Even josé Canseco makes a cameo appearance. Will their knowledge of numbers help lindbergh and miller bring the stompers a championship, or will they fall on their faces? Will the team have a competitive advantage or is the sport’s folk wisdom true after all? Will the players attract the attention of big-league scouts, by turns provocative and absurd, or are they on a fast track to oblivion?It’s a wild ride, as Lindbergh and Miller tell a story that will speak to numbers geeks and traditionalists alike.

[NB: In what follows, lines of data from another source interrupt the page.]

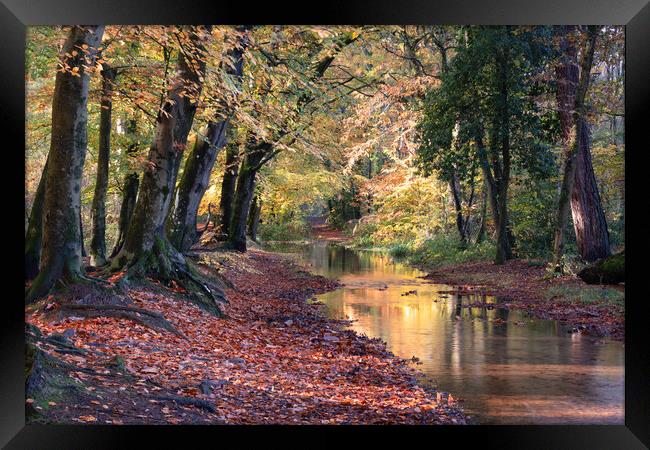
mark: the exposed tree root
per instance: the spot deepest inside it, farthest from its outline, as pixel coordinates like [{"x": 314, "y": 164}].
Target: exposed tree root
[{"x": 199, "y": 403}]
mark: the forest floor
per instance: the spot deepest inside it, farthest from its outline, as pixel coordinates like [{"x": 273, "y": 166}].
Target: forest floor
[
  {"x": 276, "y": 359},
  {"x": 595, "y": 310}
]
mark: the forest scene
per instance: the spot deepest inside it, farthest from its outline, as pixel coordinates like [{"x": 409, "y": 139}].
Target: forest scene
[{"x": 261, "y": 224}]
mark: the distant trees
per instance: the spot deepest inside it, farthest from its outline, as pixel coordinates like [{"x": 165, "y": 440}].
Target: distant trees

Condition: New. What would happen if two statistics-minded outsiders were allowed to run a professional baseball team?It’s the ultimate in fantasy baseball: You get to pick the roster, in a real ballpark, set the lineup, and decide on strategies -- with real players, in a real playoff race. Notes: brand new from publisher! 100% satisfaction guarantee.

Their story in the only rule is it Has to Work is unlike any other baseball tale you've ever read. We tag along as lindbergh and miller apply their number-crunching insights to all aspects of assembling and running a team, following one cardinal rule for judging each innovation they try: it has to work.

Griffin. We meet colorful figures like general manager Theo Fightmaster and boundary-breakers like the first openly gay player in professional baseball. And they prove that you don’t need a bat or a glove to make a genuine contribution to the game. Isbn13: 9780618056699.